What This Approach Unlocks

Speed-to-power and time-to-revenue.

The fastest route to positive IRR is getting live sooner. If every “extra month” dings IRR ~2 percentage points, then compressing the first energization by even a quarter is enormous. A module that’s liquid-ready, electrically elastic, and pre-integrated with your controls stack doesn’t just shave weeks; it trims risk in the riskiest part of the schedule.

Capex deferral without painting yourself into a corner.

In place of the “build 200 MW now because we’ll need it later” reflex, you build what you need when you need it, and only commit the next tranche when the workload and power are real. You avoid stranded building systems that won’t match the next rack’s thermal profile.

A healthier relationship with the GPU roadmap.

When Jensen Huang puts the next three years of server architectures on a slide that show densities driving toward the hundreds of kilowatts, that’s not a reason to freeze; it’s a reason to design for non-disruptive densification. Thermal modularity and electrical headroom turn the roadmap into an upgrade plan, not a rebuild plan.

Portfolio flexibility (self-build and lease can coexist).

Large platforms constantly rebalance self-build vs. lease. A standardized, modular typology lets you do both on the same playbook, so changes in corporate strategy don’t force you back to square one. The “cancellations” making headlines in 2025 often reflected precisely this kind of rebalancing, local approvals and utility gating, not design obsolescence.

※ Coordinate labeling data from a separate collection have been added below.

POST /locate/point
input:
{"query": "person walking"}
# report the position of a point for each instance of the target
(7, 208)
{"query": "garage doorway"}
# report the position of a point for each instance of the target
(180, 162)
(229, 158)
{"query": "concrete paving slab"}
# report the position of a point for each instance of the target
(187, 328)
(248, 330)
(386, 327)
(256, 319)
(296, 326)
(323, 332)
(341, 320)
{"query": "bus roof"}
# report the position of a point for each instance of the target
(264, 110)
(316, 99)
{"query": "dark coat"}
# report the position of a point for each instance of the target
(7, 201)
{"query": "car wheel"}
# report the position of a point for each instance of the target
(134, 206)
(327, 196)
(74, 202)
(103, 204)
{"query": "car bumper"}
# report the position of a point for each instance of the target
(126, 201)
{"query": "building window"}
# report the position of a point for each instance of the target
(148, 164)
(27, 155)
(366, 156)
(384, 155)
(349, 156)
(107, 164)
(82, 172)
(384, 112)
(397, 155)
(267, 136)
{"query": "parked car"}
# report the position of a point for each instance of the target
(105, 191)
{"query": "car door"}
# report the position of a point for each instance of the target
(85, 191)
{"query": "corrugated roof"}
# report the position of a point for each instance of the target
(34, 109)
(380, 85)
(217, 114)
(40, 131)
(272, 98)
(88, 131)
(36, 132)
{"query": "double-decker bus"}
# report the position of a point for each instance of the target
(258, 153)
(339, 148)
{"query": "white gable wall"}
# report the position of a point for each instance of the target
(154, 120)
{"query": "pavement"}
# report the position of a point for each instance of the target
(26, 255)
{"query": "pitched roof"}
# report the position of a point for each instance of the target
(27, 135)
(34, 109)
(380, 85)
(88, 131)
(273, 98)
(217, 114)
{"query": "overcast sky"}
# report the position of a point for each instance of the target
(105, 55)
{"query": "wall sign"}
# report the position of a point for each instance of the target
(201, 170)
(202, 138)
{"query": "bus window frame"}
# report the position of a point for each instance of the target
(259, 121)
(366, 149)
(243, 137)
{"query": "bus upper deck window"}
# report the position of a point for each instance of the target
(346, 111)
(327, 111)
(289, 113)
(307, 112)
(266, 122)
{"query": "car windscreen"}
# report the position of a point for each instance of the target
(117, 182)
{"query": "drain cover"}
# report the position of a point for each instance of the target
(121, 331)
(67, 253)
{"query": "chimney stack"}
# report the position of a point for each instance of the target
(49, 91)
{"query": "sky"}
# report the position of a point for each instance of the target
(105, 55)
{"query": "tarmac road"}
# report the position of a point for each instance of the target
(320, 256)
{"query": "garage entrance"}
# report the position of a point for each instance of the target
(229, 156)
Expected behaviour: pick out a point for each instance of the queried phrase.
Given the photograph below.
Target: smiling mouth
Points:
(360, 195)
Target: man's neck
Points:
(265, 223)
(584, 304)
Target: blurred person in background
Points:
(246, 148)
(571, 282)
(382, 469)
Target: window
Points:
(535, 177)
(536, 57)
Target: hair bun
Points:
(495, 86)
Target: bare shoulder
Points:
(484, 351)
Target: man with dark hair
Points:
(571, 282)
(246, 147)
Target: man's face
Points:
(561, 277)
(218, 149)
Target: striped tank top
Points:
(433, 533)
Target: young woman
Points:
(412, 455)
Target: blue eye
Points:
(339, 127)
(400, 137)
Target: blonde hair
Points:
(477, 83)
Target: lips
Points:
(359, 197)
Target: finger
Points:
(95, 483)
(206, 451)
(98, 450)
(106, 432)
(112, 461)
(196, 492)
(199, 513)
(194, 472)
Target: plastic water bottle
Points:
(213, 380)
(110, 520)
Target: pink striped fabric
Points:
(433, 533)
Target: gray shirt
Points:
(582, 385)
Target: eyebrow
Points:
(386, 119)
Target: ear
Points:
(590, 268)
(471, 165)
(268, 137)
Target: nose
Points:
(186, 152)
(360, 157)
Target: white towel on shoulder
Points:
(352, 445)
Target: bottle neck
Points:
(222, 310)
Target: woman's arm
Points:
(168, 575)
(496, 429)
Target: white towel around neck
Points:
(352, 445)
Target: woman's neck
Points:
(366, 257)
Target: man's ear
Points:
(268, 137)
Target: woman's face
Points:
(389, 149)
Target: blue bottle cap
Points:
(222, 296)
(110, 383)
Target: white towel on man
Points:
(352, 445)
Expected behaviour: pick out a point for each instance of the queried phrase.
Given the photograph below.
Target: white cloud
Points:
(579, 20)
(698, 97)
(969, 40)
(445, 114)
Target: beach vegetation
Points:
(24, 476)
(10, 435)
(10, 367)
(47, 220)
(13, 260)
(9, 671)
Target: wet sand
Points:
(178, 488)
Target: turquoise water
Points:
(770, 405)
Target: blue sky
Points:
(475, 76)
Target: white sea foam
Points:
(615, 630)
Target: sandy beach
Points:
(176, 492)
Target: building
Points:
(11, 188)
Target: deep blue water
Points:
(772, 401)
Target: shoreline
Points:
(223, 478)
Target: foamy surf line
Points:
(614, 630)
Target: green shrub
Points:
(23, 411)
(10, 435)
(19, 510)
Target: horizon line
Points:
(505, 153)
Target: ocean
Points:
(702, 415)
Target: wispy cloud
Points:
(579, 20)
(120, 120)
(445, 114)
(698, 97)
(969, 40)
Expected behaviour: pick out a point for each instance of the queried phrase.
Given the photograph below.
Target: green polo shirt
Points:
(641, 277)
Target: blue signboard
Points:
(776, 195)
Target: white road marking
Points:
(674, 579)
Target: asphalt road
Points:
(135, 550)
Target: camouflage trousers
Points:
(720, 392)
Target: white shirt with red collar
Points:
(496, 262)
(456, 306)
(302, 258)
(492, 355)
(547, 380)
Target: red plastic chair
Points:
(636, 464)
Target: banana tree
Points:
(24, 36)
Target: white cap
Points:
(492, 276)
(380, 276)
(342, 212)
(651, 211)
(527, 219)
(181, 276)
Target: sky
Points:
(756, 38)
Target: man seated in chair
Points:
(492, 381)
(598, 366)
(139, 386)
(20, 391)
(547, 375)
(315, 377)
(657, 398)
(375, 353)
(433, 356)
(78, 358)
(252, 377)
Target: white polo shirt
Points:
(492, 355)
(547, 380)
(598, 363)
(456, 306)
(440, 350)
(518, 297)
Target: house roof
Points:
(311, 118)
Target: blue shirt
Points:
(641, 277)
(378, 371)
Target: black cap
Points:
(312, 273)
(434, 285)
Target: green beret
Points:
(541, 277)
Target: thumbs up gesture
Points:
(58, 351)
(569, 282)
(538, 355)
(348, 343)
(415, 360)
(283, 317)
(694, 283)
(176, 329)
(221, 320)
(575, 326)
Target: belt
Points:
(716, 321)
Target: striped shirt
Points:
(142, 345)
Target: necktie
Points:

The Next Demand Wave: Inference Wants a Fabric, Not a Fortress

A final point about where the market is going. Training has dominated our mental model for the past two years: giant clusters, giant halls. But inference is now breaking out in ways that reward proximity and privacy:

Latency: Users expect sub-100-ms experiences for interactive apps and copilots embedded in workflows. That pushes compute closer to the user.

Bandwidth: Moving tokens and embeddings across continents is expensive. The economics favor regionalization of certain inference footprints.

Data security and sovereignty: Vertical-specific workloads (healthcare, financial services, public sector) bring jurisdictional requirements that argue for distributed, compliant nodes over a single hyperscale campus.

Put those together and you don’t just want a big box; you want a dispersed fabric of compute you can actually deploy - quickly, predictably, and in right-sized phases - then knit together with orchestration. The same modular, liquid-ready, electrically elastic typology that de-risks today’s lumpy execution is the best way to arrive early for that inference wave and scale with it, market by market.

That’s why I keep coming back to this: flexibility, speed, and adaptability are the defining success metrics now. If cancelations and pauses shook your confidence, look again. They’re reminders that the winners will be the teams who can land the first megawatts early, densify without drama, and scale as the grid and GPU technology allows. The market is still up-and-to-the-right; the execution is lumpy. Let’s build like we know that.